The party was crammed into the dorm lounge, like always—freshies and faces and hackates and hangers-on. The usual suspects. There was a big fibe-op freescreen in the middle of the room. I glanced up at it, hoping to God it wasn’t the new River Phoenix movie, and was surprised to see Fred Astaire and Ginger Rogers, dancing up a flight of stairs. Fred was wearing tails, and Ginger was in a white dress that flared into black at the hem. I couldn’t hear the music over the party din, but it looked like the Continental.

I couldn’t see Mayer. There was a guy in an ILMGM baseball cap and a beard—the hackates’ uniform—standing under the freescreen with a remote, holding forth to a couple of CG majors. I scanned the crowd, looking for suits and/or somebody I knew who’d give me some chooch.

“Hi,” one of the faces said breathily. She had platinum hair, a white halter dress, and a beauty mark, and she was very splatted. Her eyes weren’t focusing at all.

“Hi,” I said, still scanning the crowd. “And who are you supposed to be? Jean Harlow?”

“Who?” she said, and I wanted to believe that that was because of whatever AS she was doing, but it probably wasn’t. Ah, Hollywood, where everybody wants to be in the movies and nobody’s ever bothered to watch one.

“Jeanne Eagles?” I said. “Carole Lombard? Kim Basinger?”

“No,”
she said, trying to focus. “Marilyn Monroe. Are you a studio exec?”

“Depends. Do you have any chooch?”

“No,” she said sadly. “All gone.”

“Then I’m not a studio exec,” I said. I could see an exec, though, over by the stairs, talking to another Marilyn. The Marilyn was wearing a white halter dress just like the one I was talking to had on.

I’ve never understood why the faces, who have nothing to sell but an original personality, an original face, all try to look like somebody else.
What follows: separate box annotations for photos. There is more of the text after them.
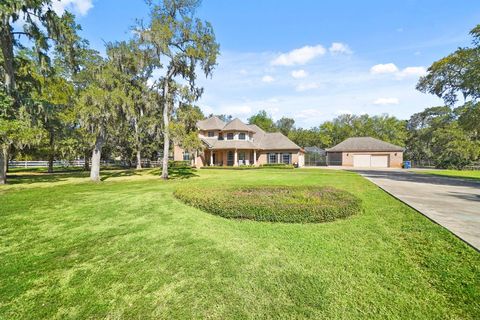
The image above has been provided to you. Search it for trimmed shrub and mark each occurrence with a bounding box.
[174,186,361,223]
[260,163,295,169]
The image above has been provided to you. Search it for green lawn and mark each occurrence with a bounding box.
[0,169,480,319]
[415,170,480,180]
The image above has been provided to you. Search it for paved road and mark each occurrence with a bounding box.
[355,170,480,250]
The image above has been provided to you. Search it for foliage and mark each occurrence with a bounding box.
[275,117,295,136]
[174,186,361,223]
[135,0,219,179]
[417,25,480,105]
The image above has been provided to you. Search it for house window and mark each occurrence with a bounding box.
[227,151,235,166]
[268,153,277,163]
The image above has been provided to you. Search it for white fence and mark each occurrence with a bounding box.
[8,160,162,168]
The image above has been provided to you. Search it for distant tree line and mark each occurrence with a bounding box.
[248,25,480,168]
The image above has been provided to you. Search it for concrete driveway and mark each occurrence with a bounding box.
[354,169,480,251]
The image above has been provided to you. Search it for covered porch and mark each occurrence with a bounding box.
[205,149,258,167]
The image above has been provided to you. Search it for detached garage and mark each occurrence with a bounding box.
[327,137,403,168]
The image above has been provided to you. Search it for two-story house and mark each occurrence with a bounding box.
[173,117,304,167]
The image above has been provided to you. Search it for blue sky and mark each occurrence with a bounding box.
[53,0,480,127]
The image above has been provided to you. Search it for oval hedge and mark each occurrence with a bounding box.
[174,186,361,223]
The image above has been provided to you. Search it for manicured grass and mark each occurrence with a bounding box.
[174,185,362,223]
[0,169,480,319]
[415,170,480,180]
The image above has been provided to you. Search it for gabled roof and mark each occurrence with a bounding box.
[254,132,301,150]
[222,118,254,132]
[197,117,301,150]
[197,116,225,130]
[327,137,403,152]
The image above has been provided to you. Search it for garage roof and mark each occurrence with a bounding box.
[327,137,403,152]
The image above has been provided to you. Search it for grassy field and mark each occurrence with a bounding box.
[415,170,480,180]
[0,169,480,319]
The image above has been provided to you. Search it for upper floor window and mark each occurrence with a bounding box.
[268,153,277,163]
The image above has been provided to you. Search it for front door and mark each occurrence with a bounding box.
[238,151,246,165]
[227,151,235,166]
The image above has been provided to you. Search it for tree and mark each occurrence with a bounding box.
[406,106,454,162]
[248,110,276,132]
[0,0,79,184]
[417,24,480,106]
[275,117,295,136]
[432,122,480,170]
[108,41,154,169]
[136,0,219,179]
[76,56,133,182]
[171,104,205,159]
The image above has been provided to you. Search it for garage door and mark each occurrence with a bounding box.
[370,156,388,168]
[353,154,370,168]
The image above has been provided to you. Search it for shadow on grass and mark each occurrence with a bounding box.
[7,171,88,184]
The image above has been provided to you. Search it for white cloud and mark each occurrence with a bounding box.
[262,75,275,83]
[52,0,93,16]
[397,67,427,78]
[271,45,326,66]
[370,63,398,74]
[373,98,400,106]
[328,42,353,54]
[295,109,324,119]
[291,69,308,79]
[295,82,320,92]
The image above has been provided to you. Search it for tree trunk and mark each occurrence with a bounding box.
[48,130,55,173]
[133,119,142,169]
[161,80,170,180]
[90,135,104,182]
[0,21,15,92]
[137,149,142,169]
[83,150,90,171]
[0,146,8,185]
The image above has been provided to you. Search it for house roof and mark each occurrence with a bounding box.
[254,132,301,150]
[197,117,301,150]
[303,147,325,155]
[327,137,403,152]
[222,118,254,132]
[197,116,225,130]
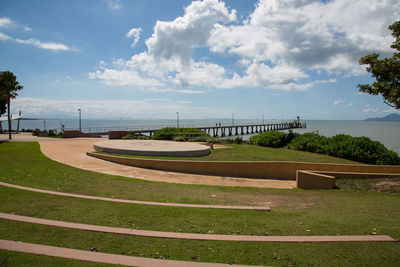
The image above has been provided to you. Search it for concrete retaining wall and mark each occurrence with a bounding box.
[87,153,400,180]
[64,131,100,138]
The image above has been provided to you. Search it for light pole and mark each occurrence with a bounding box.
[78,108,82,132]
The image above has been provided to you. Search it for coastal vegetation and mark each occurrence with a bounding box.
[0,143,400,266]
[288,133,400,165]
[152,127,211,142]
[357,20,400,109]
[249,131,400,165]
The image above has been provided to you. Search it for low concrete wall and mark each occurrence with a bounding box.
[296,170,400,189]
[296,170,336,189]
[64,131,100,138]
[87,152,400,180]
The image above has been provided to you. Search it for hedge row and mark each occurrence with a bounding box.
[153,127,211,142]
[250,131,400,165]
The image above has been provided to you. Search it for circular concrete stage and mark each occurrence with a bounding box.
[93,140,210,157]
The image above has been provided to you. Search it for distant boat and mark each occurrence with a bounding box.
[366,113,400,121]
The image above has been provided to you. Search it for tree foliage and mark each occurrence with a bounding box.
[0,71,23,139]
[357,21,400,109]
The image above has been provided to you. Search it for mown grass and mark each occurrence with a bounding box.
[0,250,115,267]
[0,187,400,237]
[0,143,400,266]
[0,220,400,266]
[97,144,360,164]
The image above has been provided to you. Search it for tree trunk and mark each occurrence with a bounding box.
[7,97,11,140]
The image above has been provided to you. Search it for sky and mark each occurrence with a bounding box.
[0,0,400,120]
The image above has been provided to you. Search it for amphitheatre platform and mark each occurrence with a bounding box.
[93,140,210,157]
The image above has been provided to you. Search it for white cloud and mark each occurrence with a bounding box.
[126,28,142,47]
[88,69,163,86]
[176,90,206,94]
[107,0,122,9]
[208,0,400,74]
[12,97,231,119]
[333,99,343,106]
[0,32,12,41]
[0,17,13,28]
[363,108,378,113]
[15,38,72,51]
[146,0,236,64]
[90,0,400,90]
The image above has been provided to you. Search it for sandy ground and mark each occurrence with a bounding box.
[0,133,296,188]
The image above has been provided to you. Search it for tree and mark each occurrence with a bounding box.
[357,21,400,109]
[0,96,7,133]
[0,71,23,139]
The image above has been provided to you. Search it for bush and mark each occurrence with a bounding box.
[235,136,243,145]
[288,132,400,165]
[250,131,286,147]
[121,134,150,140]
[288,132,329,154]
[153,127,211,142]
[32,129,42,136]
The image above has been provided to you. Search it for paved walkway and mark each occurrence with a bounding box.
[0,133,296,188]
[0,213,396,242]
[0,239,255,267]
[0,182,271,211]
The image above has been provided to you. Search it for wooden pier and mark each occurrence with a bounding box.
[72,121,306,137]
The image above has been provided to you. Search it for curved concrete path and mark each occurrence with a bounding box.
[0,182,271,211]
[0,239,253,267]
[33,138,296,188]
[0,213,396,242]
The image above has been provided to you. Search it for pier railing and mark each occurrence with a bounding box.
[65,121,306,137]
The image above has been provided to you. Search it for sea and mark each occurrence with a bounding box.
[3,119,400,155]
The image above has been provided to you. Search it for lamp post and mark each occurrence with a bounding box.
[78,108,82,132]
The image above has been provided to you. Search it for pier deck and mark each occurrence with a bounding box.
[68,121,306,137]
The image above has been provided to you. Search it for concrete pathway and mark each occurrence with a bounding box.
[0,213,396,242]
[0,239,255,267]
[35,138,296,188]
[0,182,271,211]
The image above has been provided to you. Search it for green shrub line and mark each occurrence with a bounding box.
[249,131,400,165]
[152,127,213,142]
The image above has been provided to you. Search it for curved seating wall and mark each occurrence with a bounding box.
[87,152,400,180]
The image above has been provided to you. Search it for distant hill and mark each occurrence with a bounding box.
[366,113,400,121]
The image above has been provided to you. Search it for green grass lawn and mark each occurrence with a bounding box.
[0,143,400,266]
[97,144,362,164]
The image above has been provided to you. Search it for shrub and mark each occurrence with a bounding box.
[250,131,286,147]
[225,138,235,144]
[288,132,329,154]
[121,134,150,140]
[235,136,243,145]
[153,127,211,142]
[288,132,400,165]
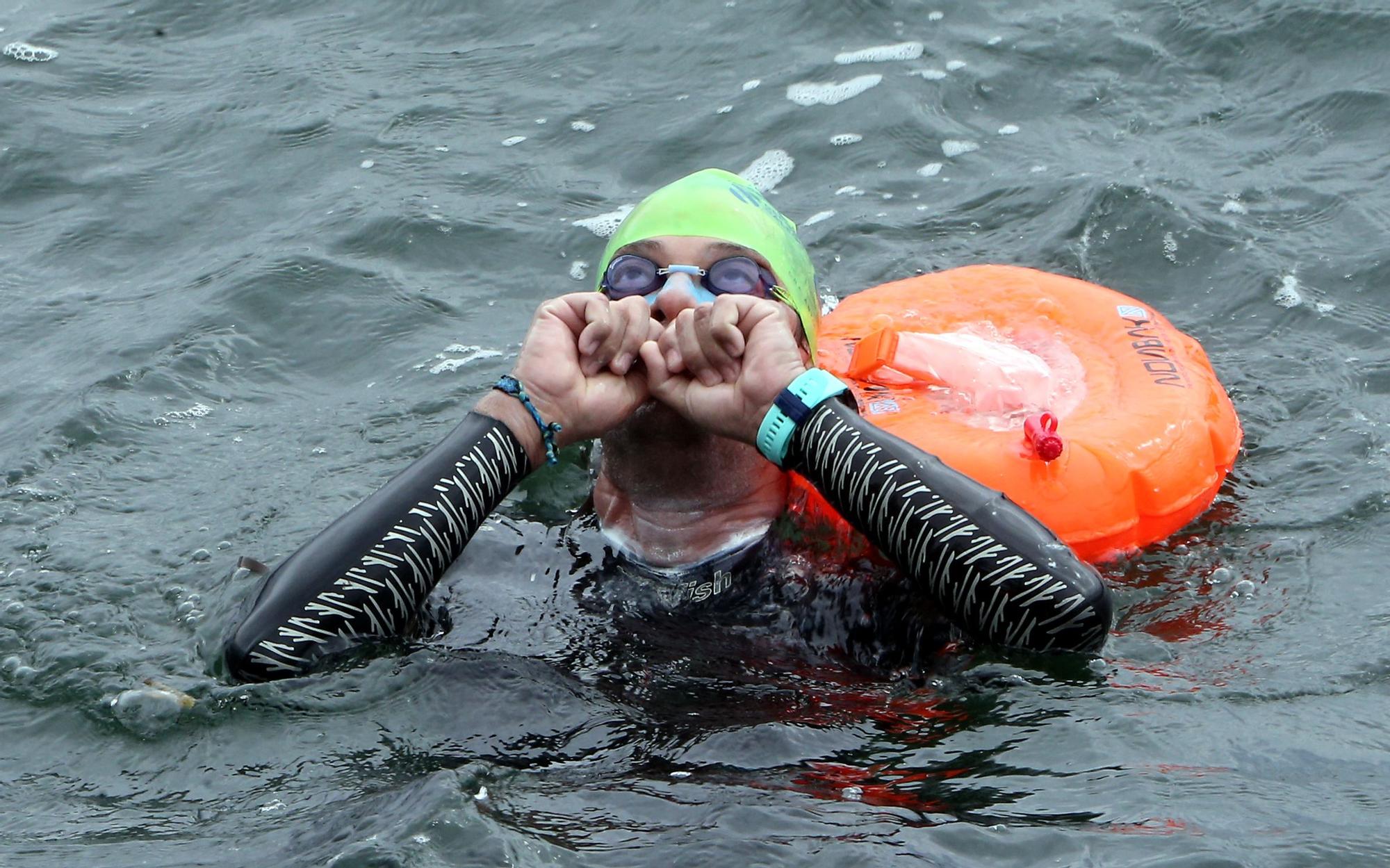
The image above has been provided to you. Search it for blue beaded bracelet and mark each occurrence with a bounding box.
[492,374,563,465]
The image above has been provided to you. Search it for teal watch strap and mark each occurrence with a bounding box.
[758,367,849,468]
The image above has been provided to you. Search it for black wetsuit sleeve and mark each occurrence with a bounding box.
[225,413,531,682]
[785,400,1112,651]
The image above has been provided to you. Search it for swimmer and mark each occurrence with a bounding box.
[227,170,1112,680]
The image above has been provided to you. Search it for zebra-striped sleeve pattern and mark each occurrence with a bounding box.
[787,400,1111,651]
[227,413,530,682]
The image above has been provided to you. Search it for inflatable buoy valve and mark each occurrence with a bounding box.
[1023,413,1066,461]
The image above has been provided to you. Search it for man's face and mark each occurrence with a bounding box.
[605,235,776,322]
[603,235,795,481]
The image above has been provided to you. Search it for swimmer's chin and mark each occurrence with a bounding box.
[619,398,699,440]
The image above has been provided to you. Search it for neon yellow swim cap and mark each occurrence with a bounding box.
[599,168,820,357]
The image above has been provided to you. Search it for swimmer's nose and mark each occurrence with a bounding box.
[646,271,714,322]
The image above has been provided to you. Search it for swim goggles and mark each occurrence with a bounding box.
[599,253,777,299]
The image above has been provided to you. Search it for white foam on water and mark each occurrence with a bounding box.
[573,204,632,238]
[1275,274,1302,307]
[416,343,502,374]
[3,42,58,63]
[154,403,213,425]
[835,42,922,65]
[787,74,883,106]
[738,149,796,193]
[941,139,980,157]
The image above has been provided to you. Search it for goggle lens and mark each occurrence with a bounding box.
[603,253,777,299]
[603,256,656,297]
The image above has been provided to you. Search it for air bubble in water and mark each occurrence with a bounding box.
[738,149,796,193]
[1275,274,1302,307]
[4,42,58,63]
[835,42,922,65]
[941,139,980,157]
[573,204,632,238]
[787,74,883,106]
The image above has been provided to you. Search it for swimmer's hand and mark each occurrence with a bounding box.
[474,292,662,468]
[642,295,809,444]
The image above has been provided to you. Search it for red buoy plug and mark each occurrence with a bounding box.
[1023,413,1066,461]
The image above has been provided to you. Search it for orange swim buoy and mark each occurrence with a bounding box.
[794,265,1241,562]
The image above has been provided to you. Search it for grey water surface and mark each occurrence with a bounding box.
[0,0,1390,868]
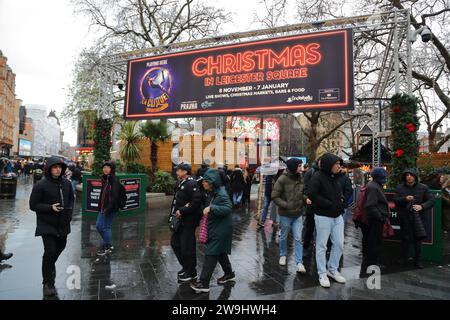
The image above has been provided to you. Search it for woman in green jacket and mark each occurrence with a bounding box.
[191,169,235,293]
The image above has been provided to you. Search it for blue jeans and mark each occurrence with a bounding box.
[261,196,270,224]
[96,212,116,249]
[71,180,78,194]
[314,215,344,276]
[280,216,303,264]
[233,192,244,205]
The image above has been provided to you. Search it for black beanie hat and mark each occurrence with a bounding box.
[286,158,302,173]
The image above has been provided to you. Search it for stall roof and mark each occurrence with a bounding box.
[350,140,392,164]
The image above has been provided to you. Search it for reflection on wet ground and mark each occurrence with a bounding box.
[0,179,450,300]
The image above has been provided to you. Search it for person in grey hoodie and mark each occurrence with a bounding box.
[272,158,306,273]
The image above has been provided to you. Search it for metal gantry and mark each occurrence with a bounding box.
[97,9,411,166]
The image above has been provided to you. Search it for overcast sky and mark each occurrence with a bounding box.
[0,0,258,145]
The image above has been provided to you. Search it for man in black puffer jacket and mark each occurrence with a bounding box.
[303,158,320,252]
[361,168,389,274]
[395,169,434,269]
[171,163,202,282]
[307,153,345,288]
[29,157,74,296]
[96,161,120,256]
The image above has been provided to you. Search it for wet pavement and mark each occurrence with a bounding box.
[0,178,450,300]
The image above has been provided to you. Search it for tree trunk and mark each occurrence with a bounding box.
[150,141,158,172]
[428,131,439,152]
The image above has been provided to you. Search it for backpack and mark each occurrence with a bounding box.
[352,186,369,228]
[119,182,127,209]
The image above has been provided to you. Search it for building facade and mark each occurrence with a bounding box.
[0,51,18,156]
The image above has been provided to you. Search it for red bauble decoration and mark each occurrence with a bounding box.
[395,149,405,158]
[405,123,416,133]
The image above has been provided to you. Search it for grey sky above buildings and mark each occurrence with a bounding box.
[0,0,258,145]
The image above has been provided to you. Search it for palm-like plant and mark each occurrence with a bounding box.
[140,120,170,172]
[117,121,142,171]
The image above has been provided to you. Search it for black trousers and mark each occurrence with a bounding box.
[363,220,384,267]
[200,253,233,286]
[171,225,197,276]
[42,236,67,286]
[303,206,316,249]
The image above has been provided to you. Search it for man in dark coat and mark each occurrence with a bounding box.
[230,166,245,207]
[171,163,202,282]
[258,174,275,228]
[271,158,306,273]
[217,164,233,203]
[29,157,74,296]
[361,168,389,274]
[191,169,235,293]
[303,159,320,252]
[307,153,346,288]
[96,161,120,256]
[395,169,434,269]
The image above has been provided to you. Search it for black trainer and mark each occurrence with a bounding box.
[0,253,13,262]
[217,272,236,284]
[191,281,209,293]
[97,249,108,257]
[178,272,197,282]
[42,284,56,297]
[105,246,114,254]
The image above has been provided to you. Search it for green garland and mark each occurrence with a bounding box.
[92,119,113,176]
[389,94,419,187]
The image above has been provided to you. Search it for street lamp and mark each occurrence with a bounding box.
[408,26,433,43]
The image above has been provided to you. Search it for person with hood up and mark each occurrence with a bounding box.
[303,158,320,254]
[361,167,389,274]
[394,168,434,269]
[96,161,120,256]
[307,153,346,288]
[29,157,74,296]
[231,165,245,207]
[442,174,450,233]
[191,169,235,293]
[170,163,202,282]
[272,158,306,273]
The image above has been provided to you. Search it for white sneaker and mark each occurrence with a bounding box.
[319,274,330,288]
[297,262,306,273]
[327,271,346,283]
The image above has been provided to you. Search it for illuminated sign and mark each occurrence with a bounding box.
[124,29,354,119]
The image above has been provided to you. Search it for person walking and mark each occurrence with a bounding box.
[29,157,74,296]
[271,158,306,273]
[442,175,450,233]
[394,168,434,269]
[197,159,211,178]
[191,169,236,293]
[70,164,82,195]
[307,153,346,288]
[231,165,245,208]
[0,249,13,262]
[303,159,320,254]
[171,163,202,282]
[96,161,120,256]
[360,167,389,274]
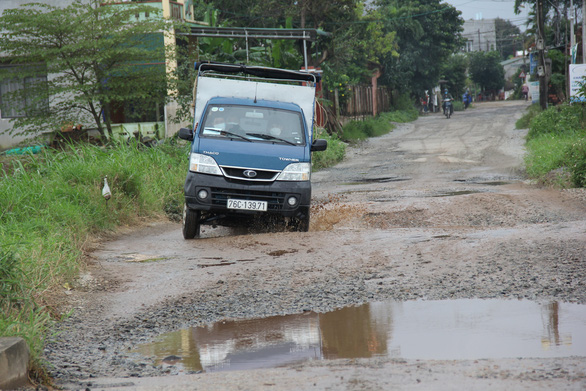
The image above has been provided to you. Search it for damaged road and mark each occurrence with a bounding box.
[45,101,586,390]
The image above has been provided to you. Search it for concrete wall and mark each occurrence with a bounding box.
[0,0,81,151]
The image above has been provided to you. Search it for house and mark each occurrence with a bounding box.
[0,0,197,151]
[0,0,76,151]
[501,56,529,80]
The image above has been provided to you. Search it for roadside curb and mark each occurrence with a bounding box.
[0,337,29,390]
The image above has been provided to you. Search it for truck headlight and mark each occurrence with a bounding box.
[277,163,311,181]
[189,153,222,175]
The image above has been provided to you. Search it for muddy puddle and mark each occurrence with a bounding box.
[134,299,586,373]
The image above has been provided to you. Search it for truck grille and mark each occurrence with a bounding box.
[222,166,280,182]
[211,187,285,211]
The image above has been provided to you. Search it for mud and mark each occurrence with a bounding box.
[45,102,586,390]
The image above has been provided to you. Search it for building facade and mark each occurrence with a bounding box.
[0,0,193,151]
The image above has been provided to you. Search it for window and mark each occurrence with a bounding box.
[0,65,49,118]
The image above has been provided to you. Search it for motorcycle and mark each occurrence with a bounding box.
[444,98,454,119]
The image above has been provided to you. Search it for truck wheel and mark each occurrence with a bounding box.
[183,205,201,239]
[293,208,309,232]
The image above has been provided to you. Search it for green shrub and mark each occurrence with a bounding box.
[0,143,187,370]
[527,105,584,140]
[393,94,417,111]
[311,129,346,171]
[515,104,541,129]
[564,136,586,187]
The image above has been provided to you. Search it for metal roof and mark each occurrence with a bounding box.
[178,26,330,42]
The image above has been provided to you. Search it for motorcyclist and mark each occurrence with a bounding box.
[462,90,471,109]
[442,88,454,114]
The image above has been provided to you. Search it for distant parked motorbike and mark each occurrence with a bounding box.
[444,98,454,119]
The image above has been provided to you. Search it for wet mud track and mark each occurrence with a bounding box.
[46,102,586,390]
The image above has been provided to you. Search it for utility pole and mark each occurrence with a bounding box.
[535,0,544,110]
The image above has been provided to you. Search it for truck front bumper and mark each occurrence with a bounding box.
[184,171,311,217]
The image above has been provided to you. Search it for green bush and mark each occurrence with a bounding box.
[564,135,586,187]
[525,105,586,187]
[311,129,346,171]
[527,105,584,140]
[515,104,541,129]
[341,106,419,142]
[342,115,397,142]
[0,142,187,367]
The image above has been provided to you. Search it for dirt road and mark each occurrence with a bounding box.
[46,102,586,390]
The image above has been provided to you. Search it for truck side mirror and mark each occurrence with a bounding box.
[179,128,193,141]
[311,139,328,152]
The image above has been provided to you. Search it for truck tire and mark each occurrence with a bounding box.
[292,208,309,232]
[183,205,201,239]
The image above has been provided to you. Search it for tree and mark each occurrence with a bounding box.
[494,18,523,60]
[469,51,505,92]
[377,0,464,96]
[0,0,176,139]
[441,54,468,97]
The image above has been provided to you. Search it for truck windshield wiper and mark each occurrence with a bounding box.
[246,133,296,145]
[220,130,252,142]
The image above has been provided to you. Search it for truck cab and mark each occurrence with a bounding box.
[179,63,327,239]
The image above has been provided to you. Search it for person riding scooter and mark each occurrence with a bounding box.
[442,88,454,115]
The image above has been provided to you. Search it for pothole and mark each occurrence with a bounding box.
[134,300,586,372]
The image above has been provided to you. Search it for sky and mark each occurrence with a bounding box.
[444,0,529,30]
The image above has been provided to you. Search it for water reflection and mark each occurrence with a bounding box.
[136,299,586,372]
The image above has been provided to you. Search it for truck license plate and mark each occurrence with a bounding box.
[228,198,267,211]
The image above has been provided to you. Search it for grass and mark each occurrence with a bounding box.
[517,105,586,187]
[341,108,419,143]
[0,143,187,376]
[0,105,417,382]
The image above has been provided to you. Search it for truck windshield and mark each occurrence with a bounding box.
[201,105,305,145]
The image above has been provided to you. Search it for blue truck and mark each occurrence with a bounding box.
[179,62,327,239]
But I guess it makes sense. Why should they be different from everybody else in Hollywood,
which has always been in love with sequels and imitations and remakes?

“Are you in the movies?” my Marilyn persisted.

“Nobody’s in the movies,” I said, and started toward the studio exec through the crush.

It was harder work than hauling the
African Queen
through the reeds. I edged my way between a group of faces talking about a rumor that Columbia Tri-Star was hiring warmbodies, and then a couple of geekates in data helmets at some other party altogether, and over to the stairs.